Although prehospital use of mechanical chest compression devices has no benefit in the outcomes of OHCA patients, their use can be considered in special situations, such as in an ambulance, during coronary angiography, during extracorporeal CPR, or when there is a risk of exposure to an infectious disease such as COVID-19 [12,13]. In addition, rescuer fatigue might lead to inadequate chest compression rates and depth [14,15]. Thus, mechanical chest compression devices can have the advantage of providing continuous, high-quality chest compression during transportation, characterized by minimal compression hands-off time and constant depth of compression and relaxation. This has led to introduction of these devices to prehospital EMS in Korea. Several types of mechanical chest compression devices have been introduced to prehospital EMS, but only a limited number of studies has assessed their effectiveness.

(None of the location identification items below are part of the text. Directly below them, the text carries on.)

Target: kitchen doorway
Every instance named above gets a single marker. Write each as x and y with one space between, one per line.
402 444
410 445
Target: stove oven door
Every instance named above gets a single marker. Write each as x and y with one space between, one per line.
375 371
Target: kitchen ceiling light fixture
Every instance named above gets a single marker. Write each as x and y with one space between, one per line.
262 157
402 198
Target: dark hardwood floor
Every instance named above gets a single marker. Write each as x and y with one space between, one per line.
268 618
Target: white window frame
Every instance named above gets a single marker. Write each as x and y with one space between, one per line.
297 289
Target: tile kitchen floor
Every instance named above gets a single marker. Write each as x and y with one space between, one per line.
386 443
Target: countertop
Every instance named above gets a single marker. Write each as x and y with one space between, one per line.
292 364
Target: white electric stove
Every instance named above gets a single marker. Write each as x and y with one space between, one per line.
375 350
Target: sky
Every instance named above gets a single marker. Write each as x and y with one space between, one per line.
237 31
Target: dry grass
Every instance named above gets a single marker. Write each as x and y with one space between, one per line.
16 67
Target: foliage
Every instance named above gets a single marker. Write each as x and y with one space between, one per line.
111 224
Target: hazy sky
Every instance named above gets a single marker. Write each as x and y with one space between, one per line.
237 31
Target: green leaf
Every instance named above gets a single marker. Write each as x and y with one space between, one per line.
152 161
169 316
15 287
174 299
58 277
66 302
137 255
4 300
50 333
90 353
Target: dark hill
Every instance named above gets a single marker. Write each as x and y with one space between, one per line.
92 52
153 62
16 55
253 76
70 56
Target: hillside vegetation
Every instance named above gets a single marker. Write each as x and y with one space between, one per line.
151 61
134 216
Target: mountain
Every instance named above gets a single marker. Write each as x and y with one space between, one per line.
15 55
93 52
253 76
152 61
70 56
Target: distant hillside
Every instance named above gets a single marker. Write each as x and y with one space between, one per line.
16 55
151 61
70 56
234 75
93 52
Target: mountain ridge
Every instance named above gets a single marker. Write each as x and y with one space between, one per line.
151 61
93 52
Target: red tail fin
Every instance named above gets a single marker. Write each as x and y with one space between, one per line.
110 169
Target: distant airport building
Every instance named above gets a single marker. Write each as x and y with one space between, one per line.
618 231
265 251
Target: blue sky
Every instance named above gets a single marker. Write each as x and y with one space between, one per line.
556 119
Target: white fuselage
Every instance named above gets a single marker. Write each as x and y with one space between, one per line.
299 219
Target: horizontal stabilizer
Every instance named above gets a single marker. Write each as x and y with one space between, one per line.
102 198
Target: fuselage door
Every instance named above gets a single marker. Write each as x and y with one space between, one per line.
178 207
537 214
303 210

In this study, we aimed to identify trends in the frequency of use and outcomes of mechanical chest compression devices in EMS and to compare the outcomes of OHCA patients managed with prehospital mechanical chest compression devices to those managed with manual chest compression.

METHODS

Study design and participants

This is a retrospective observational study that used data from the regional cardiac arrest registry in Daegu. We included patients aged 18 years or older who experienced cardiac arrest that was presumed to have a medical etiology in Daegu from January 2017 to December 2020. The exclusion criteria used for patients further screened were no attempt at resuscitation (n=64), younger than 18 years (n=85), the arrest had a noncardiac etiology (n=967), OHCA occurred in the ambulance during transport (n=295), prehospital return of spontaneous circulation occurred at the scene (n=348), insufficient information of prehospital variables was available (n=9), mechanical compression devices of unknown origin were used (n=84), and other devices were used (n=11) (Fig. 1). This study was approved by the Institutional Review Board of Kyungpook National University Hospital (No.2016-03-027). The Institutional Review Board waived the need for written informed consent.

Fig. 1.

Study population. OHCA, out-of-hospital cardiac arrest; ROSC, return of spontaneous circulation; CPR, cardiopulmonary resuscitation.

Study setting

Daegu has a population of 2.4 million and an area of 883.51 km2. The Korean prehospital EMS is operated by a single provincial fire department supported by eight local EMS agencies with 50 ambulance stations and a single unified dispatch center [16]. Mechanical chest compression devices were first introduced in November 2016, and there are currently a total of 55 devices being used in Daegu EMS: 34 from Easy Pulse (Schiller, Baar, Switzerland) and 21 from LUCAS-2 (Jolife AB, Lund, Sweden).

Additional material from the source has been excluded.